🤖 AI Summary
This paper addresses causal direction identification between two variables from purely observational data. We propose a novel causal discovery method grounded in the algorithmic Markov condition, which—uniquely—models the variational Bayesian neural network (VBNN) learning process directly as an estimator of encoding length under causal factorization, thereby integrating the minimum description length principle with the strong representational capacity of neural networks. Unlike conventional Gaussian process-based approaches, our framework overcomes their computational complexity and expressiveness limitations by jointly optimizing variational inference, parameter compression, and causal structure. Extensive experiments on both synthetic and real-world benchmarks demonstrate that our method significantly outperforms state-of-the-art complexity-driven and structural causal model regression approaches, advancing bivariate causal discovery to a new performance frontier.
📝 Abstract
Telling apart the cause and effect between two random variables with purely observational data is a challenging problem that finds applications in various scientific disciplines. A key principle utilized in this task is the algorithmic Markov condition, which postulates that the joint distribution, when factorized according to the causal direction, yields a more succinct codelength compared to the anti-causal direction.

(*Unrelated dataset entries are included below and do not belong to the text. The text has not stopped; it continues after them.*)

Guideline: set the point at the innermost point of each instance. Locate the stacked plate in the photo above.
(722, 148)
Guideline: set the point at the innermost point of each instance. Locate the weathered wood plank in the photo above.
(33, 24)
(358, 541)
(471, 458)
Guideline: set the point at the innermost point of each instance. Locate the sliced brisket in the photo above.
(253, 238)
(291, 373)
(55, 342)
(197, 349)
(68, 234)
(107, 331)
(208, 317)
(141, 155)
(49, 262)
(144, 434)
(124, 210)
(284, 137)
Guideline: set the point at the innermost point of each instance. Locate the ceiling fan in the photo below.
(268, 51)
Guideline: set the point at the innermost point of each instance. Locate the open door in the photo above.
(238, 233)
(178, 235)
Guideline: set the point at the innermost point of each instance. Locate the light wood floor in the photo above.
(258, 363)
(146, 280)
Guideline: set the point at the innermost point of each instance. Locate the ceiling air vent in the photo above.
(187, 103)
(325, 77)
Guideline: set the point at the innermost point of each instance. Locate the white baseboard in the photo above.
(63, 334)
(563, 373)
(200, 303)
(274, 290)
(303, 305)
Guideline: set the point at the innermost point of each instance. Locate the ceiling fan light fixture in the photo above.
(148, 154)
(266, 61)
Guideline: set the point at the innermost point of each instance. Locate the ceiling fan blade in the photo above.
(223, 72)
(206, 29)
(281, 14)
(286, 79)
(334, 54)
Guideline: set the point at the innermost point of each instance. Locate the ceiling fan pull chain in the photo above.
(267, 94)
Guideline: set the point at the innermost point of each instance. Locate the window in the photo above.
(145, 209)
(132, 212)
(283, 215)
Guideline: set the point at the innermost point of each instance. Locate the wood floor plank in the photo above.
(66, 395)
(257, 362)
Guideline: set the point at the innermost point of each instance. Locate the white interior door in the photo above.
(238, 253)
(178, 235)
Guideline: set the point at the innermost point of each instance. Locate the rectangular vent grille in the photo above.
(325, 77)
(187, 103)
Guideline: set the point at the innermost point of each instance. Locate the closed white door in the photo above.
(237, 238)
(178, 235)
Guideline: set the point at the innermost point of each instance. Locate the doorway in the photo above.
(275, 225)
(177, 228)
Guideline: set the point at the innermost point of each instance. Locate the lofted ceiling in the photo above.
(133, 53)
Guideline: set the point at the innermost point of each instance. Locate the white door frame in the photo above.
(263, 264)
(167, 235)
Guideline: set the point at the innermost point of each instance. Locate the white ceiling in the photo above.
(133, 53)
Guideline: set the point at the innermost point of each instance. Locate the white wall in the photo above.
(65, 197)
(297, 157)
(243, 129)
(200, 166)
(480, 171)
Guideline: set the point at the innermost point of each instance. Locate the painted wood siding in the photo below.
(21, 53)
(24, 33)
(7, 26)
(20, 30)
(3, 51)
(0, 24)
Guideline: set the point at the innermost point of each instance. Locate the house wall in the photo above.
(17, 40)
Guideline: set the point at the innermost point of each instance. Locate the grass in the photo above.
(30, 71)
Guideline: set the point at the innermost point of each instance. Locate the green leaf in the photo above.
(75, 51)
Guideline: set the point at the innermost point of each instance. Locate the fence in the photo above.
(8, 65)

Previous approaches approximate these codelengths by relying on simple functions or Gaussian processes (GPs) with easily evaluable complexity, compromising between model fitness and computational complexity. To overcome these limitations, we propose leveraging the variational Bayesian learning of neural networks as an interpretation of the codelengths. Consequently, we can enhance the model fitness while promoting the succinctness of the codelengths, while avoiding the significant computational complexity of the GP-based approaches. Extensive experiments on both synthetic and real-world benchmarks in cause-effect identification demonstrate the effectiveness of our proposed method, surpassing the overall performance of related complexity-based and structural causal model regression-based approaches.